- 1964-04-21 — The existing National Spiritual Assembly of North West Africa that had been formed in 1956 was split into two regions, the "new" North West Africa region and the Spiritual Assembly of West Africa with its seat in Monrovia.
This latter assembly, Spiritual Assembly of West Africa, Ivory Coast; Mali, and Upper Volta, had jurisdiction over the following countries: Liberia, Sierra Leone, Guinea, Gambia, Senegal, Portuguese Guinea, and Cape Verde Islands. [BW14p96; BN No 393 Dec 1964 p2 ]
- 1971-00-00 — The first three people to become Bahá'ís in Guinea enrolled. [BINS45]

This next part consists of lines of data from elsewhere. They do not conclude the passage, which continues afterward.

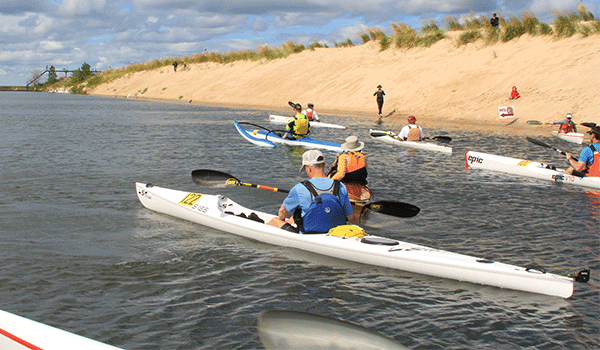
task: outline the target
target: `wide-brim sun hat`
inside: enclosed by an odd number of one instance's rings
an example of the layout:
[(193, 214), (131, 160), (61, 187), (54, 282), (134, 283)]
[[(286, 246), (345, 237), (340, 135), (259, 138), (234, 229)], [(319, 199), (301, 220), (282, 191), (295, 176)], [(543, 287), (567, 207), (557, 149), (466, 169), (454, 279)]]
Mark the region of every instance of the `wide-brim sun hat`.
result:
[(303, 171), (307, 165), (315, 164), (325, 164), (325, 157), (323, 157), (323, 153), (321, 153), (321, 151), (317, 151), (316, 149), (306, 151), (304, 154), (302, 154), (302, 166), (300, 167), (300, 171)]
[(358, 141), (358, 137), (356, 136), (348, 136), (346, 142), (342, 143), (342, 150), (347, 152), (360, 151), (364, 147), (365, 143)]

- 1975-01-01 — Shidan and Susan Kouchekzadeh, an Iranian-British couple pioneering in Sierra Leone, arrived in Conakry, the first Bahá'ís to settle in Guinea.

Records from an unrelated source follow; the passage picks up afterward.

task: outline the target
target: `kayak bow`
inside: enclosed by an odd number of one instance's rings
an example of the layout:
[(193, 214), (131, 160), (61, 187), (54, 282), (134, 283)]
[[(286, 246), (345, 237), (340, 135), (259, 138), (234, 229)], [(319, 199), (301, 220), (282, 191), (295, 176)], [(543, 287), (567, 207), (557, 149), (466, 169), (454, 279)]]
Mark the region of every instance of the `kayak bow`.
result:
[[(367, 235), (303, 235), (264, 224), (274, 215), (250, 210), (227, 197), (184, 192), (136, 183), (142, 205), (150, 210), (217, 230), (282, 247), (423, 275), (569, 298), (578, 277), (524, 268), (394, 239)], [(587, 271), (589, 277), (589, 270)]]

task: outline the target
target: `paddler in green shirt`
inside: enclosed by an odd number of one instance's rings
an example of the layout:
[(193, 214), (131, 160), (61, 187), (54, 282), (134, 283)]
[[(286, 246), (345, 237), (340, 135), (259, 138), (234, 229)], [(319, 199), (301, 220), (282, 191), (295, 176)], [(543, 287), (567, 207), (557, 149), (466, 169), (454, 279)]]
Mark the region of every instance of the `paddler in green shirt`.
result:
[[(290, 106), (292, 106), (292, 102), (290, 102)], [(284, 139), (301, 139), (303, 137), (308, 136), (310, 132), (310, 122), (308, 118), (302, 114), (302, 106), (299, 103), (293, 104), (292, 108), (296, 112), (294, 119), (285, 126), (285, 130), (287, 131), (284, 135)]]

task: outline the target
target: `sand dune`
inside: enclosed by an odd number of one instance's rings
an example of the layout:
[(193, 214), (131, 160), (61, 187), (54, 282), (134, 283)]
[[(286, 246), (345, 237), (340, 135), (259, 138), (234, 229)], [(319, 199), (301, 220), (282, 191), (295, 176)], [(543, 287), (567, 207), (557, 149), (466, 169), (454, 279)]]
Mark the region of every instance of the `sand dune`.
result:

- 1975-04-21 — By this time the Bahá'í communities of Liberia and Guinea had developed sufficiently to merit their own Regional Spiritual Assembly. Previously they had been administrated by the National Spiritual Assembly of West Africa which had been formed in 1964 and re-formed in 1970. This new administrative unit, the National Spiritual Assembly of Liberia and Guinea, operated until 1982 when they each formed an independent national assembly. [BW98-99p54-55]
- 1980-00-01 — The first local spiritual assemblies in Guinea were formed.
- 1990-12-00 — The first week-long residential Bahá'í study school of Guinea was held in Guéckédou.